# Delacroix report



## NealXB2003 (Jun 8, 2020)

Got down here yesterday mid day and fished for a couple hours. Only caught 1 red. 

Fished most of the day today with only 3 to show for it.


Tough tough tough. 

Water clarity is horrible. Can only see a chartreuse bait about 2" down. 

Trout do not seem to have moved into the marsh yet. 

Very few people fishing. Lots of people rebuilding. 

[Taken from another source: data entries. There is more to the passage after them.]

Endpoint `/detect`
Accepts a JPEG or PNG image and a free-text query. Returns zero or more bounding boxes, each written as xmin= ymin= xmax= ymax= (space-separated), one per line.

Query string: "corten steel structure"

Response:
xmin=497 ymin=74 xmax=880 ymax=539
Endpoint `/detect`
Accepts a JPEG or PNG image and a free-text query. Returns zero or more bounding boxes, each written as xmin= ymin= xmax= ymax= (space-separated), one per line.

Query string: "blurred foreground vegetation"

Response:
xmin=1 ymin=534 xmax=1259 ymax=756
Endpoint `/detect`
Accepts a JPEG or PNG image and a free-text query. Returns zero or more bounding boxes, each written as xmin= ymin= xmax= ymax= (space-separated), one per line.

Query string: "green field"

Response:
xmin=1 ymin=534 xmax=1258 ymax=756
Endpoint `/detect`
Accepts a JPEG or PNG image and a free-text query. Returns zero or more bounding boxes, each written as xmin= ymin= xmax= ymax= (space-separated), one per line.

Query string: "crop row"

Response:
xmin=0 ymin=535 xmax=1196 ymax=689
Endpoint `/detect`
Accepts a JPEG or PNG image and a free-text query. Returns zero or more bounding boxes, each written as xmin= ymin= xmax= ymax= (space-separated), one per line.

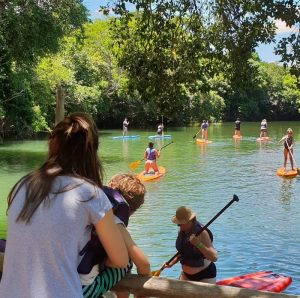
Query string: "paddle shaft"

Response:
xmin=159 ymin=141 xmax=173 ymax=151
xmin=161 ymin=194 xmax=239 ymax=268
xmin=193 ymin=129 xmax=201 ymax=139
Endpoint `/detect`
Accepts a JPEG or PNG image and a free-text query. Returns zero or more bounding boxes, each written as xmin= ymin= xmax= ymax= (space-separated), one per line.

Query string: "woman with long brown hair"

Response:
xmin=0 ymin=113 xmax=129 ymax=298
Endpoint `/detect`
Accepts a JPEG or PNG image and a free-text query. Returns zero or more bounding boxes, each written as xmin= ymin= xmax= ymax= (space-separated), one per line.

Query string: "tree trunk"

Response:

Definitely some scattered stuff in the marsh but navigation is fine. Seems the storm must have uprooted a lot of the submerged grasses, though. That may contribute to the clarity, or lack thereof.


----------



## jonnyred (Oct 2, 2018)

Thanks for the report. Hope it improves


----------



## NealXB2003 (Jun 8, 2020)

Caught 4 today. Mild improvement I guess. All were caught in waters nearer black bay. Not even a sniff in the interior marshes.


----------



## bob_esper (Jun 3, 2021)

Are you poling around there at all? i've fished there a few times, just never sight fished. Beautiful area.


----------



## NealXB2003 (Jun 8, 2020)

No, I'm not set up for that. My aluminum duck boat doubles as my saltwater boat. On the trolling motor and chunking/ winding.


----------